|July 20th. 1969
||[Jul. 18th, 2009|10:30 pm]
In a few days time it will be the 40th anniversary of the historic "one small step for (a) man - one giant leap for mankind" when Neil Armstrong set foot on the moon.
Where was I ? For the record I was sitting in rugged parkland outside Toronto Canada with fellow employee and fellow "limey" Barry his wife and young children. We listened to the moon landing on a radio while partaking of picnic style refreshments. I don't recall the name of the park but we almost certainly went there in Barry's somewhat clapped out "Olds" (Oldsmobile) of which he was proud.
His children (if alive) would now be in their early 40's.
Barry went on to manage a business in Victoria in British Columbia.

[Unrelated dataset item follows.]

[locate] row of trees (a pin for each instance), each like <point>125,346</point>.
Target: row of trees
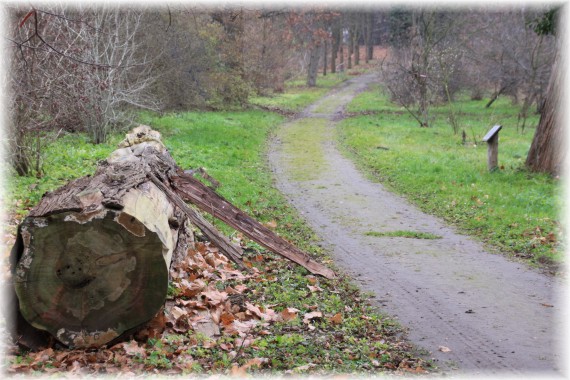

A year later I returned to the UK to seek assisted passage (not possible from Canada) to Australia to start "a new life" (February 1970). Apart from short periods when I became both a tourist and an immigrant to New Zealand and one failed attempt to "return" to life in the UK together with an attempt to live and work in Melbourne I have been in Sydney (or it's environs) for most of that time (trips overseas and interstate excepted).
Barry was a persistent bugger attempting to feed and clothe a family by way of emigration to Canada. I was also a "limey" immigrant intent on sampling the world. I also attempted to find work in British Columbia (Vancouver) but despite a hurried trip in a clapped out VW (Volkswagen "bug") I just missed out on an opportunity.

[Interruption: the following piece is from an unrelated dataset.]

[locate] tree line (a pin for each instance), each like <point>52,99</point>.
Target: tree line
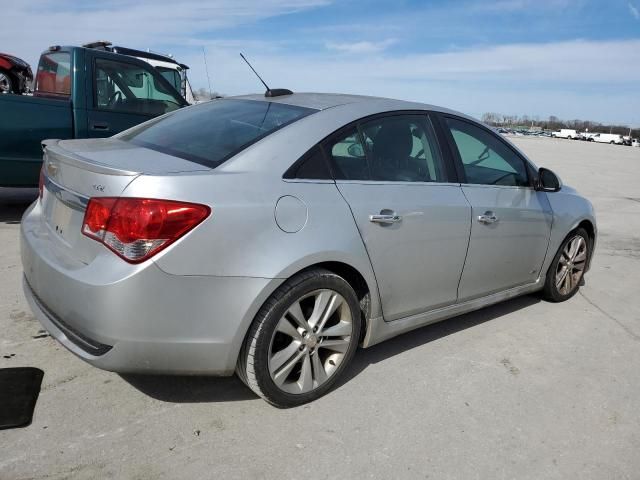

I regarded the moon landing as "significant" and spent some time watching early editions of "Star Trek" (in color) on a rented Canadian television set. While Canada and the United States had adopted colo(u)r TV many years earlier I was impressed with the vast superiority of the PAL colour system ( introduced in the UK around that time ) compared with the NTSC system used in the US and Canada.
I know I have a B&W photo of myself in that particular Ontario National Park at the moment of the lunar landing. I was much younger, somewhat naive and as thin as a rake.